VMware Cloud Community
RootWyrm
Contributor
Contributor

ESXi 4 doesn't want to talk to just one box

This one has me completely stumped, and I am at wit's end. I resolved (sort of) my issue with the system losing the NICs completely, and now I've run into an incredibly odd and strange issue.

ESXi 4 refuses to talk TCP/UDP with one system on my network, which is of course, the one I use for managing it. Here's where things get odd; the system cannot ping, ssh, or manage the ESXi 4 system. HOWEVER, the ESXi 4 system will happily ping the affected box with no problems.

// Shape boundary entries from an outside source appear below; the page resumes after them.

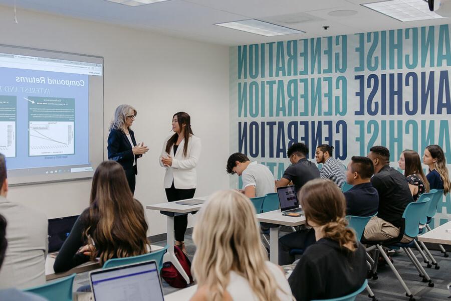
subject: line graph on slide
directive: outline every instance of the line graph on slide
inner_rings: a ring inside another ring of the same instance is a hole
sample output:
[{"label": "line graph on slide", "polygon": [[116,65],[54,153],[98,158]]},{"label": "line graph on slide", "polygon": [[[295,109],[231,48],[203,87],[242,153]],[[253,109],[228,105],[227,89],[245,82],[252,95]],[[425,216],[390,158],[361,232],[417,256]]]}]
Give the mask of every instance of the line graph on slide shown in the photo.
[{"label": "line graph on slide", "polygon": [[30,121],[30,156],[74,154],[73,121]]}]

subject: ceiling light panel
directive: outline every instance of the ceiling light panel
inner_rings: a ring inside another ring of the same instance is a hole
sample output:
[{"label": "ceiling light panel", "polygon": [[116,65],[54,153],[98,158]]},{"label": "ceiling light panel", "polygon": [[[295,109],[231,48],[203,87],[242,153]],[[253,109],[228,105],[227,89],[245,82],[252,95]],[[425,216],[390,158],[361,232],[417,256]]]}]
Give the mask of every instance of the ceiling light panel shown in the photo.
[{"label": "ceiling light panel", "polygon": [[224,23],[217,23],[215,24],[218,26],[227,27],[237,30],[265,36],[266,37],[274,37],[274,36],[282,36],[283,35],[291,35],[292,34],[300,34],[305,33],[301,30],[297,30],[289,28],[284,26],[276,25],[272,23],[261,21],[255,19],[249,19],[242,20],[241,21],[234,21],[232,22],[226,22]]},{"label": "ceiling light panel", "polygon": [[133,7],[140,6],[141,5],[151,4],[157,2],[163,2],[163,1],[167,1],[168,0],[106,0],[106,1],[109,1],[110,2],[115,2],[120,4]]},{"label": "ceiling light panel", "polygon": [[443,18],[429,11],[423,0],[390,0],[361,5],[403,22]]}]

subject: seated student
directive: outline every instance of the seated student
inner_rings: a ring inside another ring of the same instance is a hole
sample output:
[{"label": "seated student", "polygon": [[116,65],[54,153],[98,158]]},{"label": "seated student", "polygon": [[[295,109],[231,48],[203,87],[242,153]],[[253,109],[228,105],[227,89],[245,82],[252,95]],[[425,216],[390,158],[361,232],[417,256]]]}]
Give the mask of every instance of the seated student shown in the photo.
[{"label": "seated student", "polygon": [[[413,201],[407,179],[401,173],[390,167],[390,152],[381,146],[370,148],[368,158],[374,165],[371,184],[379,194],[377,216],[372,217],[365,228],[363,236],[367,240],[385,240],[399,235],[402,214]],[[402,243],[412,238],[404,235]]]},{"label": "seated student", "polygon": [[2,154],[0,185],[0,212],[8,223],[8,247],[0,270],[0,288],[44,284],[48,220],[44,213],[7,199],[8,181],[5,156]]},{"label": "seated student", "polygon": [[277,182],[276,187],[286,186],[292,182],[297,193],[304,184],[320,177],[318,168],[306,158],[308,154],[309,148],[303,143],[295,143],[288,148],[287,155],[291,165],[285,170],[282,179]]},{"label": "seated student", "polygon": [[421,161],[418,153],[414,150],[404,150],[399,156],[398,165],[399,169],[404,171],[404,175],[409,183],[413,201],[416,202],[420,195],[429,192],[429,182],[423,172]]},{"label": "seated student", "polygon": [[346,169],[344,165],[332,156],[333,149],[333,146],[321,144],[316,148],[315,158],[317,163],[323,164],[323,167],[320,171],[321,179],[331,180],[341,188],[346,180]]},{"label": "seated student", "polygon": [[[6,238],[7,221],[0,214],[0,270],[5,259],[8,242]],[[46,299],[30,292],[25,292],[17,288],[0,289],[0,300],[2,301],[44,301]]]},{"label": "seated student", "polygon": [[243,179],[243,189],[248,198],[263,197],[276,191],[274,176],[266,166],[251,162],[244,154],[236,153],[227,160],[227,173]]},{"label": "seated student", "polygon": [[443,189],[445,195],[451,190],[451,182],[446,168],[446,159],[439,145],[432,144],[424,149],[423,163],[429,167],[426,176],[431,189]]},{"label": "seated student", "polygon": [[90,259],[145,254],[147,224],[141,203],[133,199],[122,167],[115,161],[99,165],[92,179],[90,206],[75,222],[55,261],[57,273]]},{"label": "seated student", "polygon": [[219,191],[200,214],[192,235],[192,270],[198,287],[191,301],[293,299],[281,269],[268,261],[249,199]]},{"label": "seated student", "polygon": [[301,257],[288,278],[297,301],[329,299],[357,290],[366,277],[365,248],[346,227],[346,202],[328,180],[314,180],[299,194],[316,242]]},{"label": "seated student", "polygon": [[377,212],[379,194],[371,183],[374,173],[373,162],[364,157],[351,158],[346,172],[346,182],[353,185],[344,193],[346,200],[346,215],[371,216]]}]

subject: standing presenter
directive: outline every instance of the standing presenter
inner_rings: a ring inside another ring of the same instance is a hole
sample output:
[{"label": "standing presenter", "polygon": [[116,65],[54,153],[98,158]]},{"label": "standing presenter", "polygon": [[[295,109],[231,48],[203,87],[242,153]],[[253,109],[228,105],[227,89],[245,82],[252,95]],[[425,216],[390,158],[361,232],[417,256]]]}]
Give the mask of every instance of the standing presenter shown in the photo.
[{"label": "standing presenter", "polygon": [[149,150],[144,142],[136,144],[134,133],[130,128],[137,113],[131,105],[121,104],[117,107],[108,135],[108,159],[117,161],[124,168],[132,194],[135,193],[135,177],[138,174],[136,161]]},{"label": "standing presenter", "polygon": [[[200,139],[191,129],[191,117],[184,112],[172,116],[174,134],[168,137],[163,145],[160,165],[166,169],[164,188],[168,202],[192,199],[197,186],[196,167],[200,156]],[[175,245],[186,253],[184,240],[188,216],[174,218]]]}]

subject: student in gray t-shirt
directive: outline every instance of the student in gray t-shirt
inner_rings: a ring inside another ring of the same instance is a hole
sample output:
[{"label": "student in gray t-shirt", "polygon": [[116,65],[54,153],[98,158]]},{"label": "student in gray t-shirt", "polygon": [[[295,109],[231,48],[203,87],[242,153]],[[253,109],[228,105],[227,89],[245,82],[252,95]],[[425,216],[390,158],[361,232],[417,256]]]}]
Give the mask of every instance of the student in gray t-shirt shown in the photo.
[{"label": "student in gray t-shirt", "polygon": [[236,153],[227,161],[227,173],[237,174],[243,180],[244,194],[248,198],[263,197],[276,191],[274,176],[266,166],[251,162],[244,154]]}]

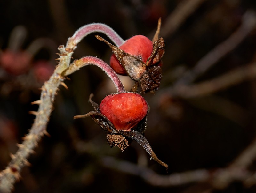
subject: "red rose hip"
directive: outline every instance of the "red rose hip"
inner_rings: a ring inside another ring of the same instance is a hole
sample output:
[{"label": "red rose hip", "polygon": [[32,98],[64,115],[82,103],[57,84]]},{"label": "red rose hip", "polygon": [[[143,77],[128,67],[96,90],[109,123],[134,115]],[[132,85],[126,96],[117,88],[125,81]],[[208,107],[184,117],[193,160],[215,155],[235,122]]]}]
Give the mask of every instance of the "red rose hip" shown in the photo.
[{"label": "red rose hip", "polygon": [[129,131],[146,116],[148,107],[138,94],[124,93],[107,96],[100,105],[100,109],[117,130]]},{"label": "red rose hip", "polygon": [[[119,48],[139,58],[144,63],[150,56],[153,49],[152,41],[141,35],[133,36],[126,40]],[[110,66],[117,73],[126,74],[126,72],[114,54],[110,58]]]}]

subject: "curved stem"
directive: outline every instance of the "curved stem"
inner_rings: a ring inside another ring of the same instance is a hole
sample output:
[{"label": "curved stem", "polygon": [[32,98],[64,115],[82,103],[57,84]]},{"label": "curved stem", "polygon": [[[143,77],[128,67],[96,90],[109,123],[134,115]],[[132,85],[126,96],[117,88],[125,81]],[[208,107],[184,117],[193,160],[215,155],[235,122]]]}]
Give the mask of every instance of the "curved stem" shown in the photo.
[{"label": "curved stem", "polygon": [[66,76],[78,70],[80,68],[90,64],[97,66],[105,72],[115,84],[117,93],[121,93],[125,92],[123,84],[114,70],[105,62],[95,57],[86,56],[75,60],[68,68],[64,72],[63,75]]},{"label": "curved stem", "polygon": [[[117,47],[124,41],[113,29],[105,24],[94,23],[85,25],[79,28],[71,38],[68,39],[67,45],[71,41],[75,47],[86,36],[94,32],[100,32],[106,34]],[[66,46],[67,47],[67,46]]]}]

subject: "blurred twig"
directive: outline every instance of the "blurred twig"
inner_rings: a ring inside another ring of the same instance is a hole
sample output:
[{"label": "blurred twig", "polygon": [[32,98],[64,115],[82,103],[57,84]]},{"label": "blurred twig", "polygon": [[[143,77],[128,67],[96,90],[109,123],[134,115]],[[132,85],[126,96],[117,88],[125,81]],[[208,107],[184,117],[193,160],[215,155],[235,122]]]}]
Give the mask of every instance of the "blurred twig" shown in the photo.
[{"label": "blurred twig", "polygon": [[182,1],[166,19],[161,29],[160,37],[164,39],[172,35],[186,19],[205,0],[184,0]]},{"label": "blurred twig", "polygon": [[243,82],[256,78],[256,63],[247,64],[226,74],[198,84],[182,85],[173,89],[172,95],[183,98],[209,95]]},{"label": "blurred twig", "polygon": [[189,84],[205,72],[218,61],[236,48],[256,25],[256,14],[251,10],[243,16],[241,26],[226,40],[221,43],[203,57],[192,69],[185,72],[174,84],[176,88]]}]

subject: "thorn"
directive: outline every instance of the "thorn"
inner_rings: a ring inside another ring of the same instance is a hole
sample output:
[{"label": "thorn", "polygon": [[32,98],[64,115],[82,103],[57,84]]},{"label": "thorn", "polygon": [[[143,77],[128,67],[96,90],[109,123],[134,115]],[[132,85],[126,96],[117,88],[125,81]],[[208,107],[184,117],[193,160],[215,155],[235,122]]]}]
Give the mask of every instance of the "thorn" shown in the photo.
[{"label": "thorn", "polygon": [[32,114],[32,115],[35,115],[37,116],[38,115],[38,112],[37,111],[28,111],[28,113],[29,114]]},{"label": "thorn", "polygon": [[41,100],[36,100],[31,103],[31,105],[38,105],[41,103],[42,101]]},{"label": "thorn", "polygon": [[63,86],[65,88],[66,88],[67,90],[68,90],[68,86],[66,85],[66,84],[64,83],[63,82],[62,82],[60,83],[60,84],[62,86]]},{"label": "thorn", "polygon": [[43,131],[43,133],[47,137],[51,137],[51,135],[49,134],[49,133],[47,132],[47,131],[46,131],[46,130],[44,130]]},{"label": "thorn", "polygon": [[50,96],[51,96],[51,97],[52,94],[52,89],[51,89],[49,90],[49,93],[50,93]]}]

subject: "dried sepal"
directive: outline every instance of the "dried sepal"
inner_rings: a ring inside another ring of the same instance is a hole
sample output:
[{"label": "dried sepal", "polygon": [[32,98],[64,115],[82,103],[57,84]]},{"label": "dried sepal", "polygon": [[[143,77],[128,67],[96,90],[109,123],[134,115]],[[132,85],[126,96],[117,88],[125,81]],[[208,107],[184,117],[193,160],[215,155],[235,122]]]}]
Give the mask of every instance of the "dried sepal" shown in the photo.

Every other system on the network works fine for ping, ssh, the works. Absolutely no problems whatsoever, but none of them are management capable, so I'm stuck.

Any ideas? Like I said; I am completely stumped. Why is ESXi 4 refusing to talk to just the ONE system?

Tags (3)
0 Kudos
9 Replies
DSTAVERT
Immortal
Immortal

Network troubleshooting doesn't change in a virtual environment.

Some things that come to mind.

Firewall

Duplicate IP

Misconfigured nic gateway subnet mask etc etc.

Switch issues vlan etc.

-- David -- VMware Communities Moderator
0 Kudos
RootWyrm
Contributor
Contributor

Except the fact that this isn't network troubleshooting at this point.

If any of those were at issue, there would be one of two problems which are absolutely not present.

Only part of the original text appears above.